MIT researchers design compact nuclear fusion reactor

A cutaway view of the proposed ARC reactor from the ARC team at MIT.
A cutaway view of the proposed ARC reactor from the ARC team at MIT. | Courtesy of MIT

A team of researchers from the Mass. Institute of Technology (MIT) has proposed a design for an affordable, robust compact (ARC) nuclear fusion reactor, they announced on Monday.

According to the report the proposed ARC reactor would be able to produce the energy of larger nuclear reactors that are currently in operation with advances in magnet technology. MIT researchers state that available technology is able to produce the necessary magnetic field to manage superhot plasma within a smaller device.
With this reduction in size now a theoretical possibility, researchers state that construction costs and the time necessary to build a reactor would be reduced.

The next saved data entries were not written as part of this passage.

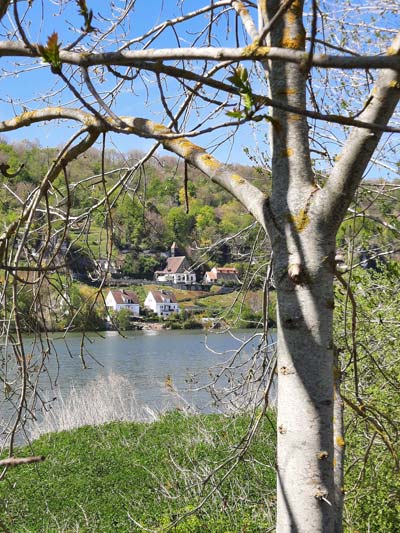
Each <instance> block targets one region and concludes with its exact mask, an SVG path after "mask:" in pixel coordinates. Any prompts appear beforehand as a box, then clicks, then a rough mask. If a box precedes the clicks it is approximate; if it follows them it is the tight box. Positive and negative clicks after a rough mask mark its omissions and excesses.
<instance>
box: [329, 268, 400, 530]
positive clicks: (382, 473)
mask: <svg viewBox="0 0 400 533" xmlns="http://www.w3.org/2000/svg"><path fill="white" fill-rule="evenodd" d="M347 283H348V288H346V287H345V286H344V285H343V284H340V285H339V284H338V285H337V288H336V296H337V308H336V313H337V320H336V345H337V349H338V351H339V357H340V361H341V367H342V371H343V384H342V388H343V397H344V399H345V427H346V433H345V435H346V469H345V495H346V496H345V503H346V505H345V522H347V525H348V529H347V531H348V532H349V533H363V532H365V531H370V532H371V533H373V532H376V533H378V532H383V531H384V532H385V533H396V532H397V531H398V527H399V523H400V503H399V502H400V478H399V472H400V463H399V457H400V433H399V428H400V411H399V405H400V370H399V368H400V367H399V345H400V329H399V326H400V323H399V315H398V313H399V308H400V291H399V288H400V287H399V268H398V264H393V263H389V264H386V263H382V262H381V263H380V265H379V268H378V270H374V269H368V270H367V269H366V270H363V269H361V268H358V269H356V270H355V271H354V272H353V273H352V274H351V276H350V278H349V279H348V280H347Z"/></svg>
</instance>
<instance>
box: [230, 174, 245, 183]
mask: <svg viewBox="0 0 400 533" xmlns="http://www.w3.org/2000/svg"><path fill="white" fill-rule="evenodd" d="M231 179H232V181H234V182H235V183H238V184H239V185H242V184H243V183H246V180H245V179H244V178H242V176H240V175H239V174H231Z"/></svg>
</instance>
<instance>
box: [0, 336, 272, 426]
mask: <svg viewBox="0 0 400 533" xmlns="http://www.w3.org/2000/svg"><path fill="white" fill-rule="evenodd" d="M260 340H261V334H260V333H258V334H256V335H254V336H253V334H252V332H249V331H248V330H242V331H236V332H231V333H229V332H217V333H209V334H207V335H206V334H205V332H204V331H203V330H200V331H199V330H191V331H190V330H189V331H180V330H178V331H176V330H174V331H165V330H161V331H140V332H128V333H127V334H126V335H125V336H121V335H119V334H118V333H117V332H113V331H108V332H104V333H101V334H100V335H97V334H94V333H92V334H90V335H89V337H88V338H86V339H85V343H84V350H83V352H82V351H81V346H82V335H81V334H68V335H67V336H66V338H63V337H62V336H60V335H58V336H57V335H53V337H52V338H51V341H52V345H53V348H52V350H51V352H50V354H49V356H48V359H47V362H46V371H45V372H44V373H42V375H41V378H40V387H39V390H40V394H41V397H42V398H48V399H51V398H56V397H58V398H59V397H62V398H64V399H66V398H68V397H69V396H70V395H71V391H72V392H74V393H76V391H82V390H84V389H88V388H90V387H92V389H93V390H94V389H96V387H97V386H98V387H101V386H102V387H103V389H104V395H105V396H107V395H108V394H109V390H108V388H107V387H109V386H110V385H109V382H108V381H107V380H110V378H112V382H113V384H114V387H115V386H116V387H117V388H118V387H120V388H124V389H129V390H130V391H132V393H134V396H135V402H136V403H137V405H139V406H146V407H147V408H148V409H149V410H152V411H154V412H160V411H164V410H166V409H171V408H174V407H177V406H180V407H181V408H182V407H188V406H189V405H190V410H191V411H192V412H193V411H194V412H215V411H218V410H223V409H222V407H221V405H219V404H217V403H216V402H215V398H214V399H213V398H212V397H211V395H210V393H209V391H208V390H205V389H203V388H202V387H204V386H206V385H207V384H210V383H211V382H212V381H213V378H215V375H217V374H218V375H219V374H221V373H222V368H223V367H225V366H227V364H228V362H229V361H230V360H231V358H232V357H236V359H235V363H234V365H233V366H234V367H235V368H234V369H233V370H232V371H228V372H227V373H225V374H223V375H222V377H221V378H220V380H219V388H218V390H222V389H223V387H224V386H227V385H229V386H231V387H232V386H233V384H234V383H237V380H240V379H242V378H243V376H245V374H246V371H247V370H248V368H249V366H251V363H250V362H249V360H250V359H251V356H252V355H253V354H254V353H255V352H257V349H258V347H259V344H260ZM273 340H274V339H273V338H272V339H271V341H273ZM243 343H244V346H243ZM241 347H242V349H241V351H240V353H239V355H236V356H235V354H237V351H238V350H239V349H240V348H241ZM26 351H27V352H30V353H32V354H35V355H34V357H35V358H36V359H37V360H39V355H38V349H37V346H35V345H34V344H33V342H32V340H30V339H26ZM82 353H83V355H84V361H85V366H86V368H84V366H83V364H82V359H81V354H82ZM263 354H265V349H264V350H262V351H261V352H260V354H259V355H258V359H259V360H261V359H262V357H263ZM256 360H257V358H256ZM257 369H258V370H257ZM254 370H255V372H256V373H257V372H259V364H258V363H255V367H254ZM199 389H200V390H199ZM99 390H100V389H99ZM259 390H261V387H260V389H259ZM114 393H115V391H114ZM100 394H102V393H101V392H100ZM94 401H95V402H96V401H99V400H94ZM228 403H229V402H228ZM3 405H4V404H3ZM89 408H90V407H89ZM84 409H86V407H84ZM3 412H4V409H3ZM39 418H40V416H39Z"/></svg>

The proposed reactor is detailed in a paper that was recently published in Fusion Engineering and Design and was authored by a group MIT students and faculty, including Professor Dennis Whyte and Ph.D. candidate, Brandon Sorbom.

According to Sorbom, increases in the capability of a magnetic field would increase achievable fusion power by a power of four, he explains that if the capacity of a field were to double the achievable fusion power would increase by 16 times. Current magnet technology would bring approximately 10-fold increase in the fusion power capacity. 

“Fusion energy is certain to be the most important source of electricity on earth in the 22nd century, but we need it much sooner than that to avoid catastrophic global warming,” David Kingham, CEO of Tokamak Energy Ltd. in the UK, said. “This paper shows a good way to make quicker progress."

The research team states that this reactor design could be realized in approximately 10 years.